Dictionnaire tendance avec tous les mots qui forgent la puissance de nos médias et l'impuissance de nos politiciens. Pour se défendre des idées reçues et du politiquement correct.
Par Nick LEPAF
Sentiment de déshonneur demandant humilité et modestie de la part de celui qui l’exprime, donc inconnu des médiaticiens et des politiciens. Après l’échec du Conseil européen du 17 juin 2005 pour des histoires de gros sous et d’égoïsmes nationaux, ça faisait chaud au cœur d’entendre Jean-Claude Juncker, premier ministre luxembourgeois et président de l’UE, déclarer : J'ai eu honte lorsque j'ai entendu l'un après l'autre tous les nouveaux pays membres, tous plus pauvres les uns que les autres, dire que dans l'intérêt d'un accord ils seraient prêts à renoncer à une partie de leurs exigences financières ; j’ai eu honte. Moi aussi j’ai honte de nos égoïsmes, lorsque nous ripaillons avec une pensée émue pour la misère du monde, quand nous pourfendons les délocalisations qui risquent d’enrichir un peu, un tout petit peu, des pays qui sont à des années-lumières de nos vies d’enfants gâtés, quand il faut des mois de tergiversations et de discussions à la donnant-donnant et à la tire-moi les marrons du feu pour annuler la dette des pays pauvres, quand 500 000 malades du sida sur le continent africain ont accès aux traitements antirétroviraux sur les 4,7 millions qui en auraient besoin… J’ai honte quand la télévision montre la destruction massive de 29 000 contrefaçons saisies par la douane sous les yeux d’un ministre réjoui par cette violence et les regards envieux de téléspectateurs pauvres qui ne connaissent les originaux que derrière les remparts des vitrines.

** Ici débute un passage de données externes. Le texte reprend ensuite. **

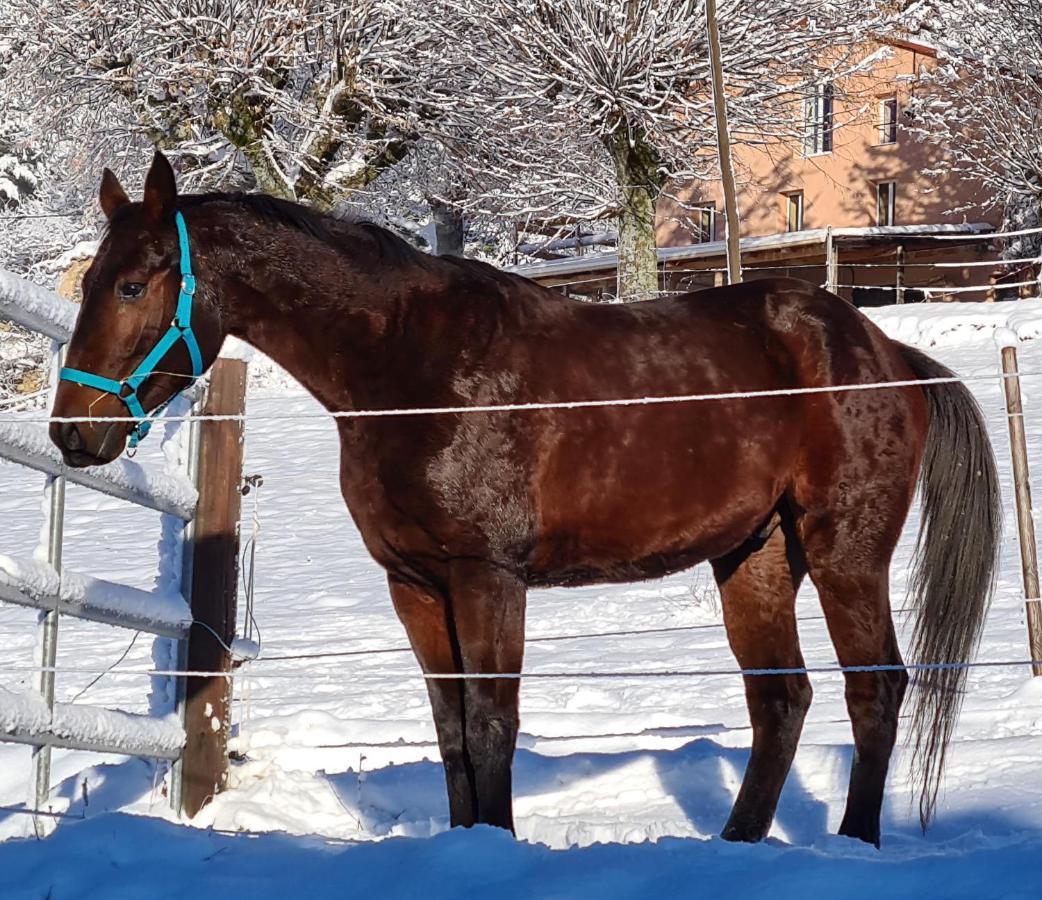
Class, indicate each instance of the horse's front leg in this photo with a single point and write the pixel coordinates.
(425, 616)
(487, 606)
(478, 628)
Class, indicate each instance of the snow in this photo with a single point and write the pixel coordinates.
(35, 307)
(935, 325)
(620, 784)
(88, 597)
(160, 490)
(25, 714)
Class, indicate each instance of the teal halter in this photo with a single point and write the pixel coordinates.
(180, 329)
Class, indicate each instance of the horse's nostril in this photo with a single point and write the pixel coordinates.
(71, 439)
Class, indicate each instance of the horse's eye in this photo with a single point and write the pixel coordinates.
(131, 290)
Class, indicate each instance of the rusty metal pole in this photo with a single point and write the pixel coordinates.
(733, 227)
(1021, 483)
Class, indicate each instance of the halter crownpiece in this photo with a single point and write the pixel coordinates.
(180, 329)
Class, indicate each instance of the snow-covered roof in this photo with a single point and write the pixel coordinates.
(811, 236)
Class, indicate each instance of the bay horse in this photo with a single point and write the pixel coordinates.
(468, 510)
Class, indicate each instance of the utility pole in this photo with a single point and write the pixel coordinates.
(733, 228)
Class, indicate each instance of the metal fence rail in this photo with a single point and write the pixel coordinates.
(35, 719)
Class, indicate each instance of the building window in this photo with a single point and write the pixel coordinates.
(794, 211)
(818, 121)
(704, 224)
(886, 193)
(888, 120)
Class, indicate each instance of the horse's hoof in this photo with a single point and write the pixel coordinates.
(744, 832)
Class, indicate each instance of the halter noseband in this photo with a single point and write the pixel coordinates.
(180, 329)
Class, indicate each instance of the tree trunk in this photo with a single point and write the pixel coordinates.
(448, 229)
(242, 124)
(640, 183)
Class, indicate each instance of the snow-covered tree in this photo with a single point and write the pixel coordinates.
(984, 100)
(591, 108)
(288, 88)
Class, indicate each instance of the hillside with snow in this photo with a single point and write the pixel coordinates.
(621, 784)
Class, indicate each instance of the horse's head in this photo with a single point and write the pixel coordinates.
(131, 352)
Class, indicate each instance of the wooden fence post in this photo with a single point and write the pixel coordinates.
(832, 263)
(1021, 482)
(214, 588)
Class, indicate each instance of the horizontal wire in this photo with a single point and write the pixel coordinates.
(580, 674)
(542, 639)
(521, 407)
(942, 289)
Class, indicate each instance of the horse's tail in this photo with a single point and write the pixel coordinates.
(954, 565)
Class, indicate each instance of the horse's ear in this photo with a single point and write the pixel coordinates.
(160, 189)
(112, 195)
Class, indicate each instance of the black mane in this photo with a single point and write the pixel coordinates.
(337, 232)
(328, 229)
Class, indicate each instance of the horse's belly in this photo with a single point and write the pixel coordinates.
(644, 508)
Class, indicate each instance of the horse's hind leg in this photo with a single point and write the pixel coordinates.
(851, 573)
(758, 585)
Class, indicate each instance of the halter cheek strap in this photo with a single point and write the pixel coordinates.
(180, 329)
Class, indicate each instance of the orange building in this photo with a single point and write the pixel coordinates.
(851, 199)
(852, 163)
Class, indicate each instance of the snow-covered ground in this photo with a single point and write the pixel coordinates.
(621, 784)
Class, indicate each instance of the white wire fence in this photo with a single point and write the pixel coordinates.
(247, 668)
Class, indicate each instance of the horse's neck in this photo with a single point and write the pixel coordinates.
(352, 340)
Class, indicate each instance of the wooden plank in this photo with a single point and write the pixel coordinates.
(214, 589)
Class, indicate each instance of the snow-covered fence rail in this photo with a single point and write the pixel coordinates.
(206, 522)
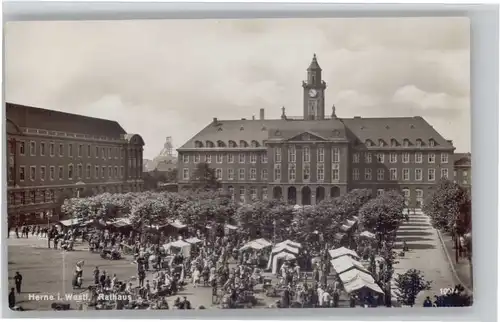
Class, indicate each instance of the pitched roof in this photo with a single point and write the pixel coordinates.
(40, 118)
(398, 128)
(262, 130)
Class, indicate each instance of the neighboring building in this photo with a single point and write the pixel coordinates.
(165, 161)
(313, 157)
(462, 170)
(53, 154)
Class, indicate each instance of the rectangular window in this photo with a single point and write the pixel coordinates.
(380, 174)
(368, 157)
(406, 174)
(306, 154)
(406, 157)
(321, 155)
(393, 158)
(418, 157)
(52, 172)
(306, 171)
(335, 155)
(432, 157)
(393, 173)
(368, 174)
(355, 174)
(70, 172)
(277, 155)
(355, 158)
(431, 173)
(22, 148)
(42, 149)
(335, 172)
(219, 158)
(253, 158)
(321, 172)
(380, 157)
(418, 174)
(292, 154)
(277, 172)
(444, 157)
(264, 174)
(253, 174)
(263, 158)
(291, 172)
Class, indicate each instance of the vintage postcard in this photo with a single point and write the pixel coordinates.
(220, 164)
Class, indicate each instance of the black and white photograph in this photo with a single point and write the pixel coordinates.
(238, 163)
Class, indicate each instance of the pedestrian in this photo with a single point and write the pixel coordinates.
(12, 298)
(18, 279)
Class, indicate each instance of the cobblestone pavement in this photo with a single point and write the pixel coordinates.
(426, 254)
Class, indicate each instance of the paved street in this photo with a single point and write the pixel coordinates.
(426, 254)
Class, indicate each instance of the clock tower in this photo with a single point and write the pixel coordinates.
(314, 93)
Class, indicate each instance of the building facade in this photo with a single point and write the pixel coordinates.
(309, 158)
(462, 170)
(53, 155)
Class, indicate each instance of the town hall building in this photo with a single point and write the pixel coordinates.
(319, 156)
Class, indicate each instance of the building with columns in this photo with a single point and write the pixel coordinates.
(316, 156)
(52, 155)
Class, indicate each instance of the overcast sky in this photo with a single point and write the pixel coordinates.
(171, 77)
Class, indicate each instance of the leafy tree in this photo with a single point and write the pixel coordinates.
(409, 285)
(204, 178)
(449, 208)
(382, 215)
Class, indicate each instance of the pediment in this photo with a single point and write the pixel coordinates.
(307, 136)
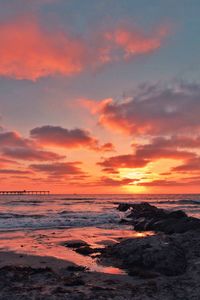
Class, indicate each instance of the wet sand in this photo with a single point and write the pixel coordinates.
(36, 277)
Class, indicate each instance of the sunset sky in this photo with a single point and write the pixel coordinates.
(100, 96)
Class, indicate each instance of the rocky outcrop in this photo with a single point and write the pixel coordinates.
(146, 217)
(149, 256)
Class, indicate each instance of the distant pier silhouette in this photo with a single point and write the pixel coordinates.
(24, 192)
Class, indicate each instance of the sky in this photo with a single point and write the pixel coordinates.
(100, 96)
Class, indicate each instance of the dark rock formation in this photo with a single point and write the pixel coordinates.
(149, 256)
(74, 244)
(146, 217)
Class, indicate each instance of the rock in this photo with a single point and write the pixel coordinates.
(152, 254)
(74, 244)
(76, 268)
(146, 217)
(87, 250)
(73, 281)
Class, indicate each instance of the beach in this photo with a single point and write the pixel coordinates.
(80, 260)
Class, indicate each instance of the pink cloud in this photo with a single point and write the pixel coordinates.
(31, 51)
(13, 145)
(153, 110)
(68, 138)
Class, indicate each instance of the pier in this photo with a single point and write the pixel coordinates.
(24, 192)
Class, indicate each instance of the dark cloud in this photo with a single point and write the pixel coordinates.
(13, 145)
(58, 169)
(66, 138)
(154, 110)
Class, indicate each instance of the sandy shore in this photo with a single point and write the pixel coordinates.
(36, 277)
(161, 266)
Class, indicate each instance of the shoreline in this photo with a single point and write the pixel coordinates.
(164, 265)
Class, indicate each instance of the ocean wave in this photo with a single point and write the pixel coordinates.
(65, 220)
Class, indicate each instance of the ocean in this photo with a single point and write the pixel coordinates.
(39, 224)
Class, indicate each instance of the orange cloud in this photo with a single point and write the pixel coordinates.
(30, 51)
(14, 146)
(66, 138)
(152, 110)
(133, 42)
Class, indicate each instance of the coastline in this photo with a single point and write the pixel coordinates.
(164, 265)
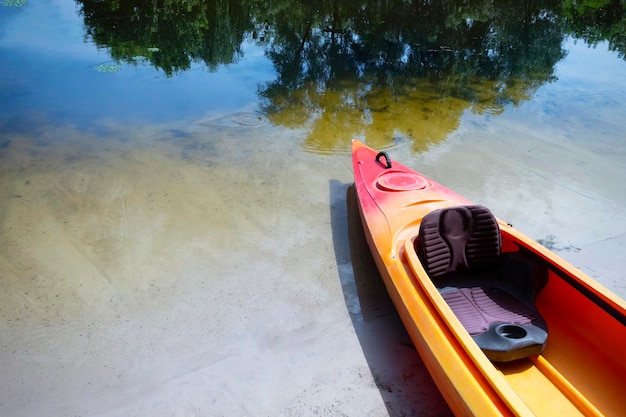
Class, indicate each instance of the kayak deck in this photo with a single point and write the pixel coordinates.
(581, 371)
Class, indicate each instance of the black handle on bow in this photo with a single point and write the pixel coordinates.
(387, 159)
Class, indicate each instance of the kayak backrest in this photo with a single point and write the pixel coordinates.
(493, 296)
(459, 238)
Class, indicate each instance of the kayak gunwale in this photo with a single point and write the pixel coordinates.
(489, 392)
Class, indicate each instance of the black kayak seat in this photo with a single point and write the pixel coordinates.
(492, 294)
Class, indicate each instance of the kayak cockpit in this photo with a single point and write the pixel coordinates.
(490, 292)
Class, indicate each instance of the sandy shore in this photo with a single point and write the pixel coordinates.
(217, 272)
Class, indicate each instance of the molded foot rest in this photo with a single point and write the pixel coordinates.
(503, 327)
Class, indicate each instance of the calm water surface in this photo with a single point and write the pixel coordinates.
(173, 178)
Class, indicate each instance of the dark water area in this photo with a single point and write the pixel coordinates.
(175, 237)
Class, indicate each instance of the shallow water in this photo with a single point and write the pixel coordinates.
(178, 244)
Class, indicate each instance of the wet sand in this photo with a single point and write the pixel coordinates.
(216, 270)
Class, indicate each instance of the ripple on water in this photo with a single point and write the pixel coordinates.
(242, 119)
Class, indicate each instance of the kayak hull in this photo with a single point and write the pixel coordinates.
(581, 370)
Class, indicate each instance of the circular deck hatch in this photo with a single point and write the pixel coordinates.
(401, 181)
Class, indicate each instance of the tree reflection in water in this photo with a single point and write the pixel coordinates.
(382, 70)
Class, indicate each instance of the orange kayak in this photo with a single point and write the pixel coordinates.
(504, 325)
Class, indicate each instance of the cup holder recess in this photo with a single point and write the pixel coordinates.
(511, 331)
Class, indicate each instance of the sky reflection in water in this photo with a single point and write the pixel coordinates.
(348, 73)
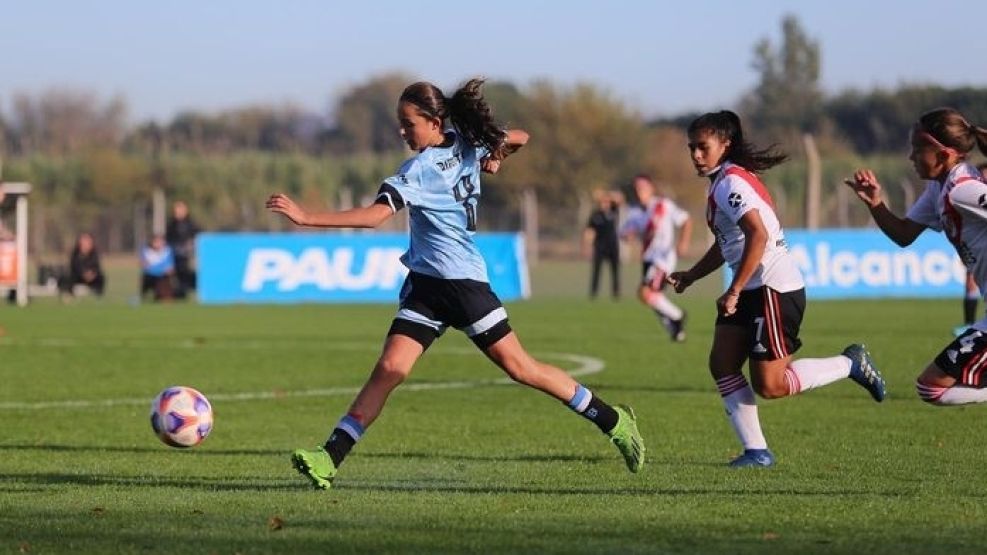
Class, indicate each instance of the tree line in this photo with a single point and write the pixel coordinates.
(94, 171)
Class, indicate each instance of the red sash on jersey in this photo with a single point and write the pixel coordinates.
(954, 231)
(751, 180)
(656, 214)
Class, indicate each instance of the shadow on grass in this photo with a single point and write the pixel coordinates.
(242, 483)
(490, 458)
(201, 451)
(728, 490)
(425, 485)
(284, 453)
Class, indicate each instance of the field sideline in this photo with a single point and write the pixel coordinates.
(480, 467)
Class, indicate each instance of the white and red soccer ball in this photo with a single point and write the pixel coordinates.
(181, 416)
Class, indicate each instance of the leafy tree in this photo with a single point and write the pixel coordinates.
(787, 97)
(365, 116)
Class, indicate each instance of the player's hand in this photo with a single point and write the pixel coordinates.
(281, 204)
(680, 280)
(865, 184)
(490, 165)
(726, 305)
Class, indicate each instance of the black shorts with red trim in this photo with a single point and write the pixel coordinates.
(429, 305)
(652, 276)
(773, 320)
(966, 358)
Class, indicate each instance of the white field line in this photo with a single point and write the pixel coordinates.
(585, 365)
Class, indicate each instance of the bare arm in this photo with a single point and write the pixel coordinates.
(685, 235)
(900, 230)
(755, 243)
(365, 217)
(706, 265)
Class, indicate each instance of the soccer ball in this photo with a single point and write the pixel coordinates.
(181, 416)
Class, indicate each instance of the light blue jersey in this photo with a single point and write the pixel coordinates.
(441, 188)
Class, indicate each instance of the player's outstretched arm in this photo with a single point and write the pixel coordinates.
(365, 217)
(900, 230)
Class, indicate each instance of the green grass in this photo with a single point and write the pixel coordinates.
(490, 468)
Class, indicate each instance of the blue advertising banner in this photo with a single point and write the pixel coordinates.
(333, 267)
(864, 263)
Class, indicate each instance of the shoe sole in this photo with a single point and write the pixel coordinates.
(878, 389)
(640, 460)
(303, 468)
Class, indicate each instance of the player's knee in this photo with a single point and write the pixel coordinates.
(390, 371)
(520, 372)
(771, 390)
(928, 392)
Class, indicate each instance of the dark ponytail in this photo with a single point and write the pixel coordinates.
(952, 130)
(726, 126)
(980, 134)
(466, 110)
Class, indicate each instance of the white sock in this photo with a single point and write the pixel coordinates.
(738, 397)
(665, 307)
(956, 395)
(809, 373)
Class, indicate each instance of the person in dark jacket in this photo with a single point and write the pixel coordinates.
(180, 235)
(84, 266)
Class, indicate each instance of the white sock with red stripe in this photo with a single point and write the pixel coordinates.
(809, 373)
(956, 395)
(665, 307)
(738, 397)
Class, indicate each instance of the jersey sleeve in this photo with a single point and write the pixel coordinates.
(637, 218)
(970, 197)
(735, 198)
(924, 210)
(402, 188)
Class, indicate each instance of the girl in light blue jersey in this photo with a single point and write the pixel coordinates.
(455, 138)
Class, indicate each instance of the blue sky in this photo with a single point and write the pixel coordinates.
(662, 58)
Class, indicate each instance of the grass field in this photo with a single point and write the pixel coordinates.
(479, 467)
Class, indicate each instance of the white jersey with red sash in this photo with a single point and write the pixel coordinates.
(655, 225)
(733, 193)
(958, 207)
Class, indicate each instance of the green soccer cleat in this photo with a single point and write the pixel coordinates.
(627, 438)
(315, 465)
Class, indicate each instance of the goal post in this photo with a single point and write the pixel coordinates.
(13, 242)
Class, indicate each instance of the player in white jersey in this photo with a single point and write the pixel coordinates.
(760, 313)
(447, 285)
(654, 223)
(971, 293)
(953, 202)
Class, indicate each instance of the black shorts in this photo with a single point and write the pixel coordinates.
(773, 320)
(652, 276)
(966, 358)
(429, 305)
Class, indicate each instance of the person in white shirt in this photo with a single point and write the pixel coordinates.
(664, 230)
(953, 202)
(760, 313)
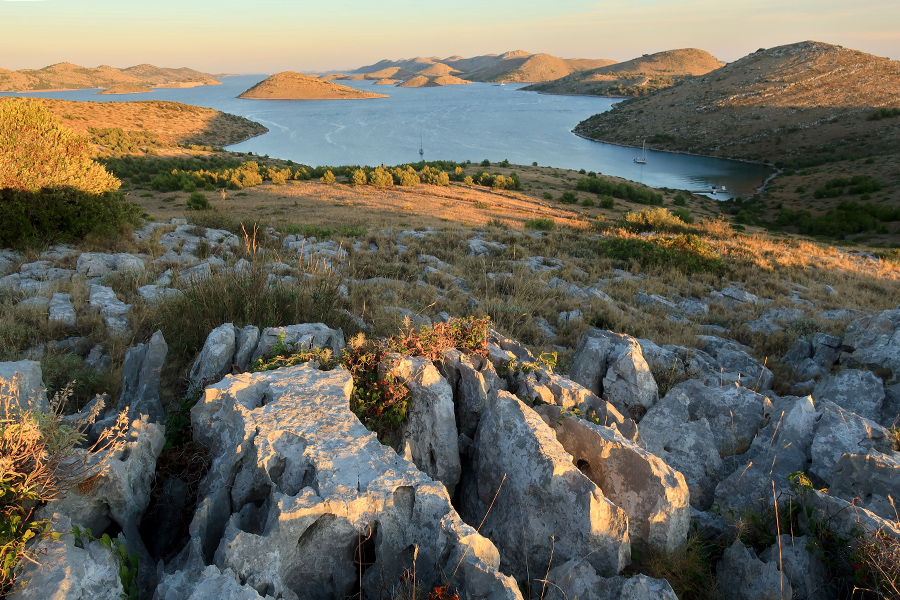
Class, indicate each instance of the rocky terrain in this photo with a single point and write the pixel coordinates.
(289, 85)
(506, 474)
(514, 66)
(66, 76)
(636, 77)
(798, 101)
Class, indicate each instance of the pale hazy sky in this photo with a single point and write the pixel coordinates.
(266, 36)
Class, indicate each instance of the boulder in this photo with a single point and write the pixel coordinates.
(66, 571)
(301, 499)
(742, 576)
(141, 372)
(841, 432)
(781, 449)
(807, 574)
(612, 366)
(119, 491)
(578, 579)
(112, 309)
(305, 335)
(869, 480)
(429, 436)
(875, 343)
(22, 383)
(543, 506)
(216, 358)
(652, 494)
(855, 391)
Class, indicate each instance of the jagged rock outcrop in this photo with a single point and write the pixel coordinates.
(524, 472)
(612, 366)
(291, 462)
(67, 571)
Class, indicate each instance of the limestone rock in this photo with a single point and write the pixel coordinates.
(61, 309)
(66, 572)
(578, 579)
(22, 382)
(841, 432)
(654, 496)
(297, 484)
(868, 480)
(305, 335)
(855, 391)
(140, 379)
(742, 576)
(429, 435)
(215, 360)
(875, 340)
(612, 366)
(807, 574)
(519, 461)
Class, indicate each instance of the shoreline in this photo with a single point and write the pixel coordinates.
(758, 190)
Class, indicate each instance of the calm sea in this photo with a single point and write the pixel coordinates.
(460, 122)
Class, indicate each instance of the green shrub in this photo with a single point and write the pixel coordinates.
(61, 214)
(198, 201)
(39, 152)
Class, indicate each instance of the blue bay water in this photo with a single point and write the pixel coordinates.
(461, 122)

Leur distribuer aurait été un crime contre l’économie (en 2004, la douane a saisi 3,4 millions de contrefaçons qui auraient fait 3,4 millions de petits bonheurs). J’ai honte quand je reste scotché et prends plaisir devant des émissions malfaisantes à la Fogiel (On ne peut pas plaire à tout le monde) ou à la Schneidermann (Arrêt sur image), des jeux débiles, de la télé-réalité à deux sous, des abus de confiance médiatique à la Courbet, j’ai honte. Il y a tellement de hontes. La pire est notre propre incapacité à agir, ici et maintenant, pour échapper aux systèmes qui nous emprisonnent et font de chacun de nous le pire des hontoïdes.